This is my blog post from TechLearning February 26, 2008. Enjoy!
This blog post is very different from most of our blog entries for the TechLearning team. We usually have blog posts introducing you to something that happens in classrooms or schools which could have implications for your students. Today is a little deviation.
During our school vacation, many of us in Northern New England have a week off from school, I had an opportunity to take a winter hike and stay over at a hut. A visionary, Larry Warren, President and founder of Maine Huts and Trails, started with an idea, to bring nature closer to more people in a non impact way, year round manner. He has worked with forest companies, individual land owners and the Penobscot Indian nation to get folks to agree to let others walk across their lands. There are no motorized vehicles allowed on these trails.
Many of you will be cringing at the idea of a winter hike, complete with 4 feet of snow in the woods, cold temperatures of less than 15 degrees F(-9.4C), and finally to top it off a sustained wind of 10 MPH for a whopping wind chill of 3 F, - 16 C. Did I mention the crystal blue skies, mountains looming in the distance, steep hills that we traversed both up and down, the whisper of the beech leaves as they danced while clinging to the trees, and the pine needles huddled together on branches reaching towards the ground?
If this sounds like an adventure to you thus far, you should add to your reading list the Last Child in the Woods by Richard Louv .

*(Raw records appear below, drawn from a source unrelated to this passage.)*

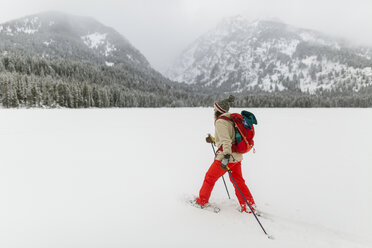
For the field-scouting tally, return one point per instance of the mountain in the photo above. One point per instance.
(60, 60)
(269, 56)
(55, 35)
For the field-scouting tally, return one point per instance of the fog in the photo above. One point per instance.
(161, 29)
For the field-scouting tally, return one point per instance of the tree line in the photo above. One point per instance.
(37, 82)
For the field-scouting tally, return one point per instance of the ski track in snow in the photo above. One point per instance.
(92, 178)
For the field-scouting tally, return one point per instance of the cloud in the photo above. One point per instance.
(161, 29)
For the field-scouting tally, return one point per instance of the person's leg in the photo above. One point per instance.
(214, 172)
(236, 173)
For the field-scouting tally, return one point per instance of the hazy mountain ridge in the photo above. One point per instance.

So far, where is the technology? Normally when hiking in the woods you make sure you have matches, a jack knife, such things as hand warmers, blanket, water and some kind of high energy food, just in case. Just in case the weather turns bad and you have to camp right where you are hiking, or you get lost. You might recognize this as your backup plan. We had all of those, and an extra set of clothes to change into, and a sleeping bag. Anyone of these items could be the life or death of a hiker.

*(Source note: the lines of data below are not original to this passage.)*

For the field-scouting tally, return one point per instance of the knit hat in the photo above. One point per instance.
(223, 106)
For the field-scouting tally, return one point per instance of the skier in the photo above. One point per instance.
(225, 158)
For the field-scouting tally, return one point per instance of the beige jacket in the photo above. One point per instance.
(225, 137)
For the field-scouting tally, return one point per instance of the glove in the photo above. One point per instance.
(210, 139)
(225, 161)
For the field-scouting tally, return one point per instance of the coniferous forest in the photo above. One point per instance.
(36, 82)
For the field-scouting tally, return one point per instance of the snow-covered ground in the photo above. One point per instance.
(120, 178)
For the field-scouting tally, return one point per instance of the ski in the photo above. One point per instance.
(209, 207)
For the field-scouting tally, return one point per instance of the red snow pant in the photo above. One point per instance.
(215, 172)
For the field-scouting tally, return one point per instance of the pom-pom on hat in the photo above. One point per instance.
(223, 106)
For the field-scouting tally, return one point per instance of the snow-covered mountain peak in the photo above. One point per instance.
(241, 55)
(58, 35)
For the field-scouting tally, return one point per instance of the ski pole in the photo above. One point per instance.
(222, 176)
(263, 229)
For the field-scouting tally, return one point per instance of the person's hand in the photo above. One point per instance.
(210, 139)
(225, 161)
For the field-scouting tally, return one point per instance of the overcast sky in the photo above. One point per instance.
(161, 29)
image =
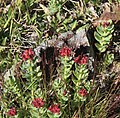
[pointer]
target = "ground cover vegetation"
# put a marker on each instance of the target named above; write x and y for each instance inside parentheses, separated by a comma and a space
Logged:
(60, 58)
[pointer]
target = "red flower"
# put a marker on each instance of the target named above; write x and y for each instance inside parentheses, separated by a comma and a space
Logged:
(80, 60)
(64, 92)
(38, 102)
(83, 92)
(65, 51)
(105, 24)
(54, 109)
(12, 112)
(28, 54)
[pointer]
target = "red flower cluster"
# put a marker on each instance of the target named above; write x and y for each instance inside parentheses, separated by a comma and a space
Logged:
(12, 112)
(105, 24)
(65, 51)
(64, 92)
(28, 54)
(83, 92)
(80, 60)
(38, 102)
(54, 109)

We hiked in from the trail head of Maine Trails and Huts located in Carrabassett Valley, ME for 2.5 miles. The hike in was great, the trail was well marked, we met lots of other hikers and cross country skiers who were out for an afternoon hike. We were the only ones going in for an overnight. We didn't stop and take many photos as we were on a time crunch to get to the hut before the sunset.
Finally, we had a glimpse of the huge solar panel in the woods, then we saw the lodge. From the outside, without the solar panel, it could be a lodge anywhere in the woods. Here is the technology part, the hut although 3 miles in the woods, 3 miles from a local power source, is powered by the solar panel, a hydro-power turbine from the stream, a wood fired boiler, the floors are heated by radiant heat. Now the technology part comes into focus. The solar panel takes the solar energy and stores it in battery cells for later use. The hydro-power turbine takes the water force and turns it into energy like heating the 800 gallon tank of hot water reserve. I asked Jamie Corriveau, the operations manager, for a tour of the power supply for the hut and had a real treat. Downstairs in the basement of the cozy lodge is the tidiest set up and the hub of the hut. Jamie explained that there is a huge amount of technology coordinating all the different systems, each piece has to send and receive messages throughout the day in order to keep the floors warm, the solar panel energy in use or going to the backup battery cells, and the lights and heat maintaining a certain level based on outside light and temperature.
Upstairs the first floor the main hut is outfitted with huge pine/cherry tables and sturdy chairs surrounding a fireplace, a huge drying room where all the damp clothing is hung to dry out with a reverse air process, a kitchen large enough to cook for 40 guests, a huge warm shower/bathroom facility and a loft just right for reading or playing board games. All the guests sleep in outer bunk cabins which also have radiant heated floors, comfy bunks and enough windows to enjoy the moon and stars during the night. What no outhouses? Well, the toilets are composting toilets which use only 3-6 ounces of water with a drop of soap which cleans at each use when all the waste drops into a huge hopper in the basement which composts the waste, drains excess filtered liquid and only has a wheelbarrow full of removable compost after 4 years. No, there is no odor!
We were very comfortable and enjoyed being away from the technology that most of us live with every day. Despite our greener experience the kitchen is outfitted with all the conveniences necessary to cook up great meals. Our two cooks managed an incredible meal of Jambalaya , fresh baked bread and carrot cake. In the morning they cooked up bacon and scrambled eggs on the wood stove! This hut in the woods is a perfect stop for a sleepover or a bowl of soup and fresh bread. Just being part of a greener hiking system has really started me thinking about how to encourage young people to think about our daily lives in a different manner, a greener, more environmentally friendly manner. So, how technologically green am I teaching my students to be? I will be sharing more and more stories like this one, how about you?